Following is a statement by the artist.

In 2026, the word "flag" immediately conjures the nation-state, that structural entity from which nationalism and authoritarianism periodically resurge. As a Canadian artist exhibiting in the United States, I cannot ignore the shifting global political landscape: the end of an era, deepening divisions and conflicts, the retreat into mutually exclusive camps. 

Politically, it seems urgent to imagine new forms of organization that enable pluralistic and inclusive collective identities. What does a post-nationalist world order look like? While painting obviously cannot bring about revolution, it is an ideal language to bypass worldly constraints, connect us to intangible aspirations, and translate these into visible form, however subjectively.

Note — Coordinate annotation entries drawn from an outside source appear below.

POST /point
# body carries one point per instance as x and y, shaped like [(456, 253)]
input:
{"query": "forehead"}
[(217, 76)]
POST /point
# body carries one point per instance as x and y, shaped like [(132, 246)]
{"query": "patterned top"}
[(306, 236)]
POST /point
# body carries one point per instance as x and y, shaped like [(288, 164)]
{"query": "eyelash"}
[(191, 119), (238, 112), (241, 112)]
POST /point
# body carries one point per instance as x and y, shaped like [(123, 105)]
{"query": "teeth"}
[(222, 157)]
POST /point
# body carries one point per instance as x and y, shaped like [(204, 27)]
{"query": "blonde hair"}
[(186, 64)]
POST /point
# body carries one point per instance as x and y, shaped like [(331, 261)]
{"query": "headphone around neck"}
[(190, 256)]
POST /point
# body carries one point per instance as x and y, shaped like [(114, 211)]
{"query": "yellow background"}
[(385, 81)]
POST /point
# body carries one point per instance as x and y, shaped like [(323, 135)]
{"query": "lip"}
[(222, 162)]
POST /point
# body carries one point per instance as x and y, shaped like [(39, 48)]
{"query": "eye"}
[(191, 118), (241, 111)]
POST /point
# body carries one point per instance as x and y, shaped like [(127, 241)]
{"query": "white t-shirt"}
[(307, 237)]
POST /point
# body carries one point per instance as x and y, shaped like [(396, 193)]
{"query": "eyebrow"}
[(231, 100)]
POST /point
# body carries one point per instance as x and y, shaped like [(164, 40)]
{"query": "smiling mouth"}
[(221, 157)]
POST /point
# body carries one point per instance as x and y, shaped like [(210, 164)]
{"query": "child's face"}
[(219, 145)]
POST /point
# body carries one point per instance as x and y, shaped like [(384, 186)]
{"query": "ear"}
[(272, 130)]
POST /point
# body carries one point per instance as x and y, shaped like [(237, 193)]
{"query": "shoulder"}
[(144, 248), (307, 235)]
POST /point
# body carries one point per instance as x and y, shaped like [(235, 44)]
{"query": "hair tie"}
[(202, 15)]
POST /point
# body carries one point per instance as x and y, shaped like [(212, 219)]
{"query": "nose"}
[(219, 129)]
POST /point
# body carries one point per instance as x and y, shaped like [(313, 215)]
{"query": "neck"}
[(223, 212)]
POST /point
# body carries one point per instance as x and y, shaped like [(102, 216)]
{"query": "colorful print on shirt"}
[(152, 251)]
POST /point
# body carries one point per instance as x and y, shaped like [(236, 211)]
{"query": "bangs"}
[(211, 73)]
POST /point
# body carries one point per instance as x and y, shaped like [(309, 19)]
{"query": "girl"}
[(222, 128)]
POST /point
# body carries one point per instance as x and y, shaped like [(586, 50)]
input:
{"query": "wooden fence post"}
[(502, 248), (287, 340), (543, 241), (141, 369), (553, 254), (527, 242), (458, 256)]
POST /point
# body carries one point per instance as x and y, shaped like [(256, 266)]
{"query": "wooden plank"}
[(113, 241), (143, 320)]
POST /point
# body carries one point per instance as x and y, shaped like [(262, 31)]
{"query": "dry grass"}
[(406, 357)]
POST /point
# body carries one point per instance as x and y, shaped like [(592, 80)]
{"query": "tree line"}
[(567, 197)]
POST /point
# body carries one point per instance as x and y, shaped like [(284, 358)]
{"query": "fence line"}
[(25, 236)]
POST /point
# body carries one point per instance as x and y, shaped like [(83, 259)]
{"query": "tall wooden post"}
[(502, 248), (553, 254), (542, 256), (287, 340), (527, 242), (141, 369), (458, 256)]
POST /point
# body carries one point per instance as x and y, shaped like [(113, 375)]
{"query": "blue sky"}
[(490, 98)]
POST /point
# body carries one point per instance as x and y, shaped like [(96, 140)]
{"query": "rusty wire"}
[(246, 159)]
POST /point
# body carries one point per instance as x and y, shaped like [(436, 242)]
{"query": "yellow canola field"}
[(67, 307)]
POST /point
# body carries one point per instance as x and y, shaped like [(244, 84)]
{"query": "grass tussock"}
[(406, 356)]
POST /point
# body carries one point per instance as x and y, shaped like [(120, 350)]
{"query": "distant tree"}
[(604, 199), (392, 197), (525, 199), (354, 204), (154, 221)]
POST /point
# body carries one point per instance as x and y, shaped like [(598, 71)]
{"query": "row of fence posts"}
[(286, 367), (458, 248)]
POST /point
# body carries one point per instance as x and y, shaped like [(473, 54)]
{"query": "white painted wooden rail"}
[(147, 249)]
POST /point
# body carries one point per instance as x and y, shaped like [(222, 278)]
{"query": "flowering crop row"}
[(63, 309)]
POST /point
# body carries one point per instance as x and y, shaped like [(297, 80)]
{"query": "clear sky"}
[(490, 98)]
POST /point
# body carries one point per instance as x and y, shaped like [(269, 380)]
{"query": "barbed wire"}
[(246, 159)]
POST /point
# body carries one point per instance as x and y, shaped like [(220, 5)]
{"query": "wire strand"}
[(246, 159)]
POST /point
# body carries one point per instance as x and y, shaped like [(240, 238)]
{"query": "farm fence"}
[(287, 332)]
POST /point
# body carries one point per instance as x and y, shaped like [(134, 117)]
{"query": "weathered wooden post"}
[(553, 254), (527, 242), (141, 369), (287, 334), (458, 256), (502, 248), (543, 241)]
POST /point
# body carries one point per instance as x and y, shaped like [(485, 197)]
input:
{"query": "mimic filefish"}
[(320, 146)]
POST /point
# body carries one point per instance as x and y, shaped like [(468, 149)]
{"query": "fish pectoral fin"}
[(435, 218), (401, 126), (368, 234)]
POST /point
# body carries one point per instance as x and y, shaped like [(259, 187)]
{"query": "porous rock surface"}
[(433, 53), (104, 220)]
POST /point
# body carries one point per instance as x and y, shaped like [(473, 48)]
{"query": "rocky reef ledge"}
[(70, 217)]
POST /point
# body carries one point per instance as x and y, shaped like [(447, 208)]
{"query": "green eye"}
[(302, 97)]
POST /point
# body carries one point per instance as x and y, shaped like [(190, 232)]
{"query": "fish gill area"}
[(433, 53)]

The starting point for this exhibition was the desire to take on the flag, this supreme icon of nationalism, and to reverse its logic. Traditional flags deploy simple graphic elements and a few pure colors to produce a clear, exclusive signifier of identity (such as the myth of national identity— one homeland, one people, one culture). I wanted to make works that, while evoking the idea of a flag, visually and emotionally contradict its principles.

Instinctively, I pursued a vision of graphic forms dissolving into the rendering of matter itself. The result, with one exception, is a series of abstractions that rely on delicate and improbable chromatic relationships. The geometry unfolds in brushed fields of color with little contrast of light and shadow, so that the images seem to float, in motion, ready to disappear the moment our eyes stop focusing.

In the paintings gathered here, the concept of the flag is simultaneously present and erased. I sought to create iconoclastic paintings—anti-flags—while also imagining new icons, identity symbols suggesting mixing, inclusion, and change. It is the superposition of the concept and its opposite that interests me. If we are willing to think of these paintings as “flags”, perhaps we can glimpse a world structurally and politically different from our own, a world whose entities are best represented by atmospheric, poetic, emotive abstractions. A world we should feel intuitively, like the weather or a premonition.

I make no claim to having succeeded in painting the vision I describe. But these works reflect my sincere attempt to represent the emergence of a new paradigm through the fog of the present.

— Nicolas Grenier

Nicolas Grenier (b.1982, Montréal, QC, CA) lives and works in Tiohtiá:ke / Montréal, Canada. Grenier holds a BFA from Concordia University, Montréal, QC, CA, and an MFA from the California Institute of the Arts, Valencia, CA, US. His work has been exhibited at the Musée d'art contemporain de Montréal; Power Plant Contemporary Art Gallery, Toronto, CA; Art Gallery of Alberta, Edmonton, CA; and the Bruges Triennial of Art and Architecture, BE; as well as at the galleries Luis De Jesus Los Angeles, US; Bradley Ertaskiran, Montreal, CA; Gagosian, Athens, GR; Denny Dimin, Hong Kong, HK; Commonwealth & Council, Los Angeles, US; and Union, London, UK. His works are held in the collections of the Musée National des Beaux-Arts du Québec, CA; Musée d'Art Contemporain de Montréal, CA; Royal Bank of Canada; Caisse de Dépôt du Québec; and the National Bank of Canada. Grenier is a 2016 recipient of the Prix Pierre-Ayot from the City of Montreal, CA. Grenier is represented Luis De Jesus Los Angeles and Bradley Ertaskiran, Montreal.